Requiring shareholder approval would impose procedural hurdles that are inefficient and expensive
The Board opposes this proposal because it believes that the procedural hurdles and expense of subjecting severance agreements with senior executives to shareholder approval would put us at a competitive disadvantage in recruiting and retaining quality executives, and would also result in the incurrence of significant costs by us, to the disadvantage of our shareholders.
The Board believes that requiring prior shareholder approval of severance agreements is not in our best interests or the best interests of our shareholders because the imposition of such a requirement would make it extremely difficult to implement, in a timely manner, compensation arrangements suited to particular situations. In addition, implementation of this proposal would be costly. For instance, calling a special meeting of shareholders to approve an agreement prior to signing such agreement with an executive would, among other issues discussed in this opposition statement, cause us to incur considerable expense. Unless we incurred the significant expense of a special meeting of shareholders, such arrangements could only be entered into once a year after approval at the annual meeting of shareholders or subject to a general pre-approval, which might not be sufficient for all situations.

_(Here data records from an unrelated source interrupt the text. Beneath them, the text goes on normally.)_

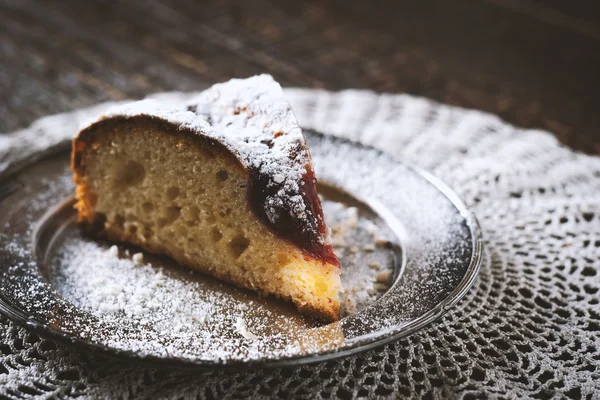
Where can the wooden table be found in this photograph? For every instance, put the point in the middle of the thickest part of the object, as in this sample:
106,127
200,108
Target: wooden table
535,63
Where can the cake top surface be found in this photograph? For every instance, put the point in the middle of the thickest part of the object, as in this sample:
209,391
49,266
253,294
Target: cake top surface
254,121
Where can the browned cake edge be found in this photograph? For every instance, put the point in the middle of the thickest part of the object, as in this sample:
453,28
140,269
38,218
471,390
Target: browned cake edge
92,223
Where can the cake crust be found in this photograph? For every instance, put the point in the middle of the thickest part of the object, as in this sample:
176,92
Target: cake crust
295,227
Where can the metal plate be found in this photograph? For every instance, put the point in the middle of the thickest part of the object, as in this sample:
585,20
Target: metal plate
435,256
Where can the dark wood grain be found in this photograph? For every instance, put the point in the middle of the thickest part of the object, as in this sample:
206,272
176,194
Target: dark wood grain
534,63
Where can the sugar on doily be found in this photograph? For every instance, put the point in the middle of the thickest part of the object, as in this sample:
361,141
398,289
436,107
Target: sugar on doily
529,327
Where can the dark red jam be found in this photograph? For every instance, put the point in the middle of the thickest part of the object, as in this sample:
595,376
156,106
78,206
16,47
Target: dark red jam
304,232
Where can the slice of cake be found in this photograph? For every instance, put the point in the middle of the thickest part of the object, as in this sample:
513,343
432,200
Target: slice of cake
225,187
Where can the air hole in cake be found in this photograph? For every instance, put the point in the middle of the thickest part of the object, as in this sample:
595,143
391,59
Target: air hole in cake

The Board believes that the adoption of this proposal would impose rigid and arbitrary limitations on our flexibility to design employment arrangements as needed in order to attract and retain the best qualified executives and that decisions regarding compensation arrangements, including severance agreements, should continue to be the primary responsibility of the Board, which, through its Compensation Committee, is in the best position to assess appropriate and competitive compensation practices.